I to wszystko. Odepchnął maszynę z uczuciem rozczarowania. Jednak, gdzieś w środku, czuł rodzące się uniesienie. Oddalił to dobre uczucie. Musiał już iść. Jeżeli pozwoli mu rozwinąć się i umocnić, będzie cierpiał jak winny.

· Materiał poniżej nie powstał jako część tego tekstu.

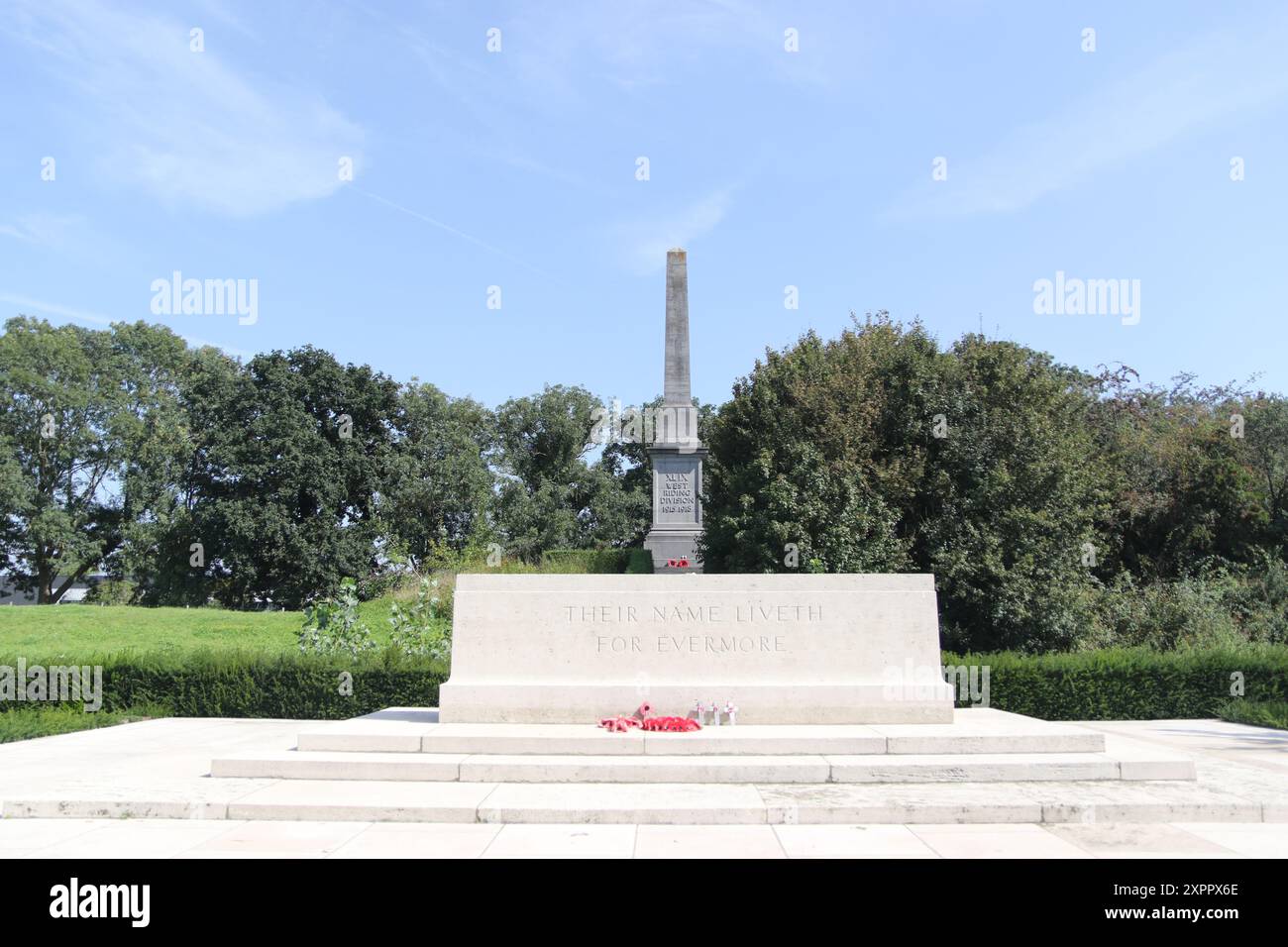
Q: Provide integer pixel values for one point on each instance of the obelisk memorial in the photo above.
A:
(787, 648)
(677, 450)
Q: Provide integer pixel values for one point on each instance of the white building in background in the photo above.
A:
(13, 595)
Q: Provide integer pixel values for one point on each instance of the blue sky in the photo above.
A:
(773, 167)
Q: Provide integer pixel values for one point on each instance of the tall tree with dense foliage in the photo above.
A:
(879, 453)
(89, 423)
(439, 483)
(294, 455)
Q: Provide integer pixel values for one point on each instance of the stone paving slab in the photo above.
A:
(270, 839)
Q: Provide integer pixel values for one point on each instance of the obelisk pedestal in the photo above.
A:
(677, 451)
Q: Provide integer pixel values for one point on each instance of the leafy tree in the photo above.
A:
(439, 482)
(549, 496)
(290, 467)
(89, 424)
(879, 453)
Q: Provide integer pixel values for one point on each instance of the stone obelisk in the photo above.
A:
(677, 453)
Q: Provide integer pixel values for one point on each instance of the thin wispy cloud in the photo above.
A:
(185, 127)
(1211, 78)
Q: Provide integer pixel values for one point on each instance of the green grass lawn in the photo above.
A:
(77, 630)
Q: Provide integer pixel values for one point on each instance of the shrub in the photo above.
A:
(1256, 712)
(639, 562)
(584, 561)
(333, 626)
(305, 686)
(1129, 684)
(421, 628)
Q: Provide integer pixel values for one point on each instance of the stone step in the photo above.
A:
(687, 802)
(975, 732)
(643, 768)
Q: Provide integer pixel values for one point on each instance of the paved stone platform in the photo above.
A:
(75, 838)
(159, 775)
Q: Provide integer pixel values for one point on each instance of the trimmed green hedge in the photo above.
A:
(262, 685)
(1128, 684)
(1257, 712)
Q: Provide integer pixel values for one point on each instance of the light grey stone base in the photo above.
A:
(787, 703)
(674, 545)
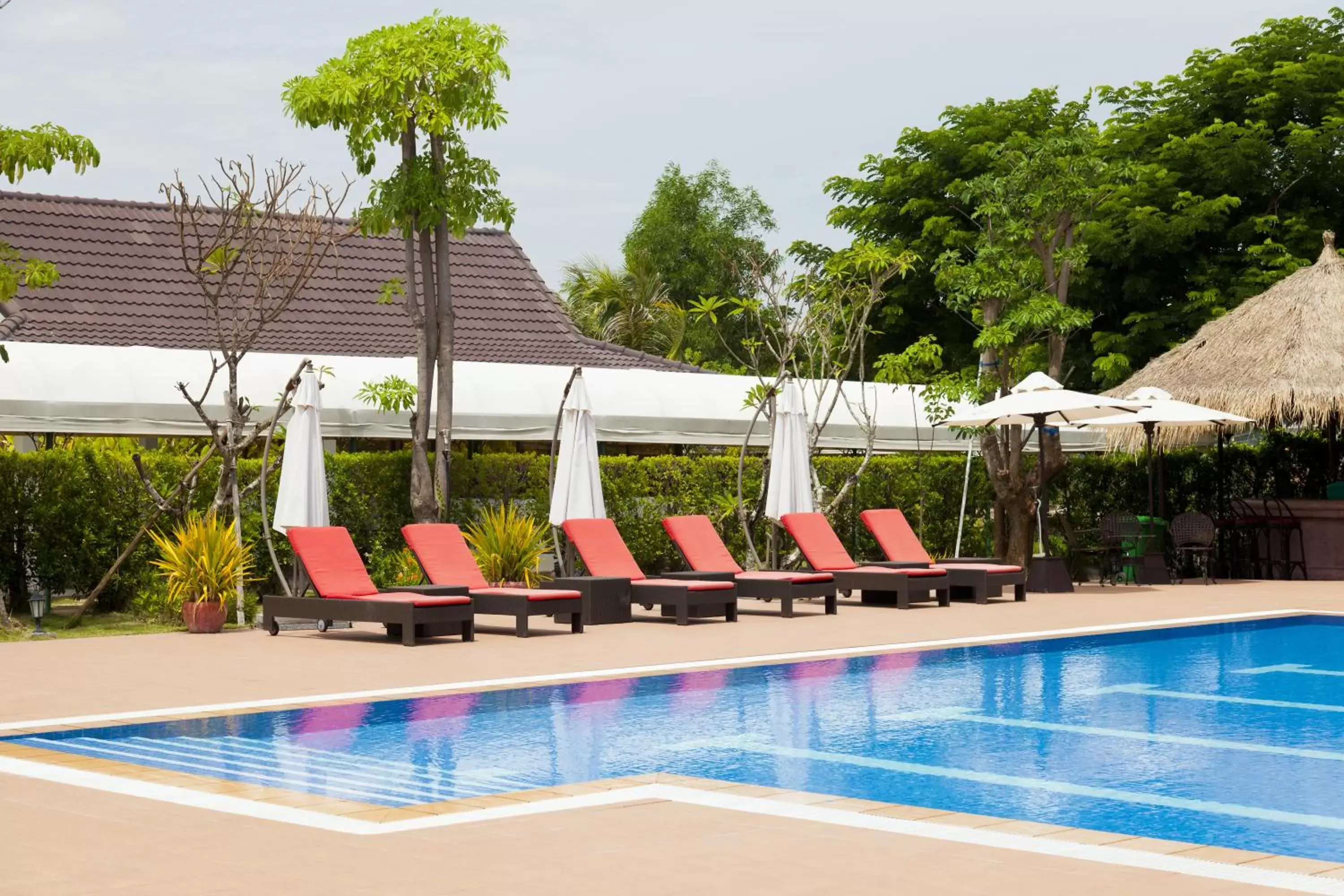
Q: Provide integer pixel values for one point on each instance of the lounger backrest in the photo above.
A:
(603, 548)
(894, 535)
(701, 544)
(818, 542)
(331, 560)
(444, 555)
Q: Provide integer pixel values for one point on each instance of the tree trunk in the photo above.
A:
(444, 409)
(424, 320)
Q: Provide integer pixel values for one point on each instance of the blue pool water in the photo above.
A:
(1229, 735)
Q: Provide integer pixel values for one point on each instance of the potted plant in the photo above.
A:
(203, 566)
(508, 547)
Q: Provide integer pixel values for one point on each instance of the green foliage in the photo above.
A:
(202, 560)
(66, 513)
(390, 396)
(437, 77)
(41, 148)
(627, 307)
(508, 544)
(701, 234)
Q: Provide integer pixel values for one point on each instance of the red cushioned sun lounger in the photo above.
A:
(879, 585)
(444, 556)
(346, 593)
(604, 554)
(709, 558)
(975, 578)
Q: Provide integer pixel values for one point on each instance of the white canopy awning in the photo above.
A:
(99, 390)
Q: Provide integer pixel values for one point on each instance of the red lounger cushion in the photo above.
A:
(783, 575)
(992, 569)
(701, 544)
(444, 555)
(690, 585)
(405, 597)
(331, 560)
(531, 594)
(894, 535)
(603, 548)
(818, 542)
(913, 573)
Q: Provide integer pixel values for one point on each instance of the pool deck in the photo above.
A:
(654, 836)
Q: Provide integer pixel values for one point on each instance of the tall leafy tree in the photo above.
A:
(701, 234)
(1242, 167)
(23, 150)
(421, 88)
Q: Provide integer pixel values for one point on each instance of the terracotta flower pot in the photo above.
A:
(205, 617)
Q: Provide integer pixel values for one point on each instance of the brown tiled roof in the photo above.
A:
(123, 284)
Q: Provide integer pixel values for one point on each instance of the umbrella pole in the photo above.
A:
(1148, 433)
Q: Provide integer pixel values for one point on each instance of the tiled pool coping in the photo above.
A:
(1303, 875)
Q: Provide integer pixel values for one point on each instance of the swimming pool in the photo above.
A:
(1229, 735)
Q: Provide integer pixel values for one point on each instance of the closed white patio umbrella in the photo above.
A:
(789, 488)
(1039, 401)
(577, 493)
(303, 474)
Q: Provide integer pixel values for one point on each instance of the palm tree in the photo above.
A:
(628, 307)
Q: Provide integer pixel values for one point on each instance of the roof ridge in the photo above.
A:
(151, 206)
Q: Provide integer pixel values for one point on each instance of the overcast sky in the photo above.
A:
(604, 92)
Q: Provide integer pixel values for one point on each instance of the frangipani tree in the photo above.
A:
(421, 88)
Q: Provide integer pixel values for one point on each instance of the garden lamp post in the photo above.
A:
(38, 607)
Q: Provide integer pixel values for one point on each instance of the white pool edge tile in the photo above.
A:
(672, 793)
(378, 694)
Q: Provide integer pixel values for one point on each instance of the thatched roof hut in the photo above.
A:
(1279, 358)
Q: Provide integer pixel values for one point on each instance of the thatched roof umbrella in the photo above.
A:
(1279, 358)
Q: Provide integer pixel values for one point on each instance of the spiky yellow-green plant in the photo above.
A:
(507, 544)
(202, 560)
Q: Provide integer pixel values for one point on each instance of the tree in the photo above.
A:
(628, 307)
(23, 151)
(420, 86)
(814, 326)
(1241, 168)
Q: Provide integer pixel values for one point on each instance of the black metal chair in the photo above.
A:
(1281, 526)
(1193, 536)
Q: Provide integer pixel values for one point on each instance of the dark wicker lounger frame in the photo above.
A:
(404, 620)
(780, 590)
(978, 585)
(893, 587)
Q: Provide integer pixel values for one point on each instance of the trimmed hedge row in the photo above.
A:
(65, 515)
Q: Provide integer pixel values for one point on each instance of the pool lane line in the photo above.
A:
(624, 672)
(971, 715)
(1154, 691)
(689, 796)
(1296, 668)
(750, 743)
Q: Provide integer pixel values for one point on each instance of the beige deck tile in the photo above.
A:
(967, 820)
(1085, 836)
(909, 813)
(1027, 828)
(1156, 845)
(1295, 866)
(1223, 855)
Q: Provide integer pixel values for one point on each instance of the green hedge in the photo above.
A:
(65, 515)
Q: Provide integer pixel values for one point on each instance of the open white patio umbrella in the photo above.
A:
(1160, 409)
(303, 476)
(1039, 401)
(577, 493)
(789, 488)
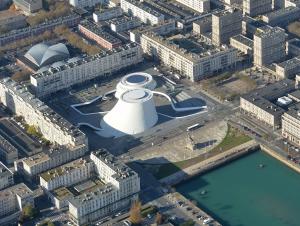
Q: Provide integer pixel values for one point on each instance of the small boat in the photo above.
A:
(203, 192)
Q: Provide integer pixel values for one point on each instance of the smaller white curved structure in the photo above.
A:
(134, 113)
(42, 55)
(135, 81)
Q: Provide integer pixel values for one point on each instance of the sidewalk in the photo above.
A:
(209, 163)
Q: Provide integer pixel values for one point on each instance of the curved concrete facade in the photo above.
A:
(42, 54)
(135, 81)
(134, 113)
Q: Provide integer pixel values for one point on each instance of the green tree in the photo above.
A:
(135, 213)
(50, 223)
(159, 218)
(188, 223)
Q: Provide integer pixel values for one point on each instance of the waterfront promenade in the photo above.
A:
(210, 163)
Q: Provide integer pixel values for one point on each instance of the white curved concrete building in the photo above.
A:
(134, 113)
(135, 81)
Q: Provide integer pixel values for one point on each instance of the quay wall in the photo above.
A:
(280, 158)
(211, 163)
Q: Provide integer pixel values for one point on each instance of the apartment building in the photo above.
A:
(269, 45)
(99, 35)
(28, 6)
(86, 3)
(55, 156)
(278, 4)
(35, 112)
(6, 177)
(291, 125)
(120, 186)
(79, 70)
(11, 20)
(12, 201)
(282, 17)
(70, 21)
(256, 7)
(203, 25)
(226, 24)
(288, 68)
(5, 4)
(66, 175)
(107, 14)
(261, 103)
(193, 66)
(124, 23)
(164, 28)
(242, 43)
(143, 11)
(250, 25)
(293, 47)
(8, 153)
(200, 6)
(294, 3)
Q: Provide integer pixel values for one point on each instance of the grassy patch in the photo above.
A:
(232, 139)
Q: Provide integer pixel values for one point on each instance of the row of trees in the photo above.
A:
(28, 213)
(47, 35)
(20, 76)
(76, 40)
(136, 217)
(55, 10)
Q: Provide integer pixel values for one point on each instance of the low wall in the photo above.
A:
(211, 163)
(280, 158)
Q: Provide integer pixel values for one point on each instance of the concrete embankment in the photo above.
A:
(280, 157)
(211, 163)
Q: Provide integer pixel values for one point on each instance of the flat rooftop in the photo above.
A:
(8, 14)
(290, 63)
(266, 97)
(243, 39)
(64, 169)
(269, 32)
(182, 48)
(6, 146)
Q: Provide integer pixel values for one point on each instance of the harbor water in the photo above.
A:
(254, 190)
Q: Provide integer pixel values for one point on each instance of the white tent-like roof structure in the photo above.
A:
(42, 55)
(135, 81)
(134, 113)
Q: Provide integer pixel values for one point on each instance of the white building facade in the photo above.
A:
(81, 70)
(146, 14)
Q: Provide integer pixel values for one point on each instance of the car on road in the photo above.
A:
(207, 221)
(127, 222)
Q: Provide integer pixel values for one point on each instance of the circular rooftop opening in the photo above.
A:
(135, 95)
(136, 79)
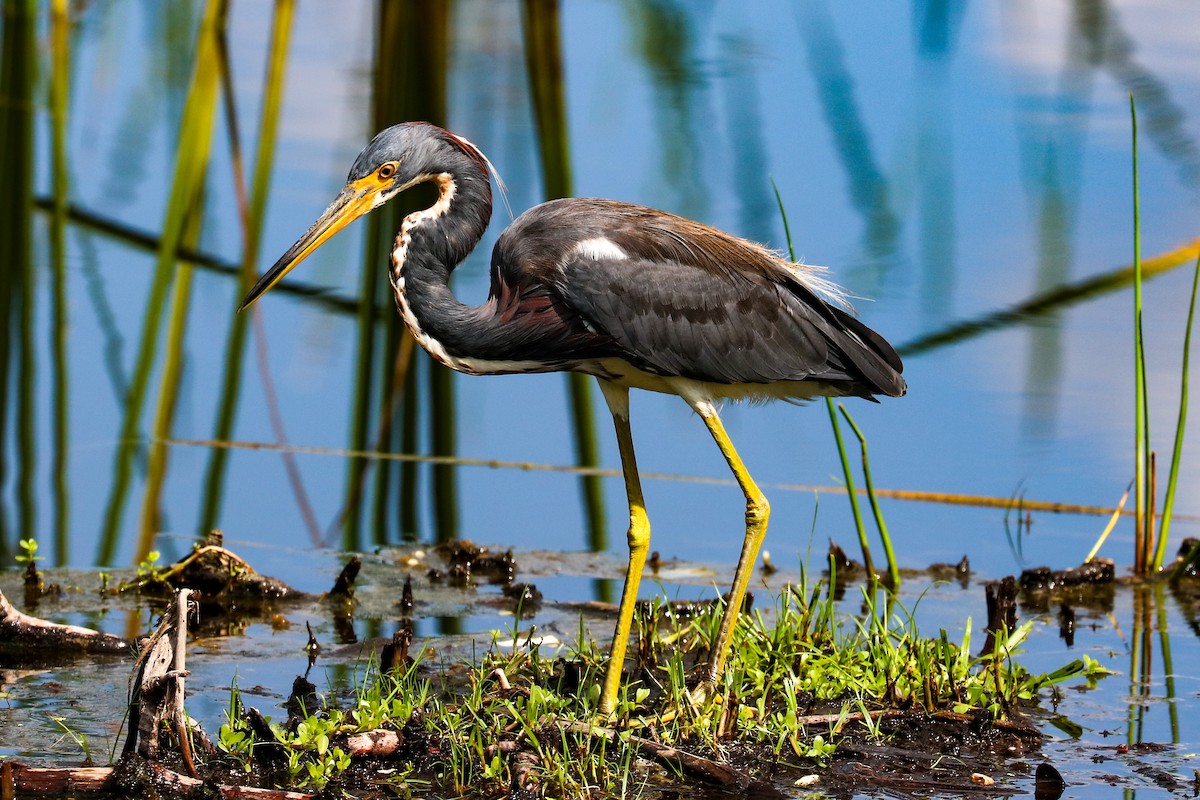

Ale dlaczego? — powiedział do siebie. Nic na to nie mógł poradzić, że nie mógł stać się ojcem nowego rodu ludzkiego. Nie ma też tragedii, że Ziemia nie zazna na nowo ludzkości. Latające łzy postanowiły ekster-minować homo sapiens, lecz pozostawiły w spokoju inne myślące istoty. Nie dlatego, że potencjalnie miały w sobie mniej zła. Nie uczyniły jednak na Ziemi nic złego, jak dotychczas, i dlatego zostały oszczędzone.

Dlaczego miałby odnowić swoją zgubną i niszczącą rasę?

A jednak czuł się winnym, że nie był w stanie tego zrobić.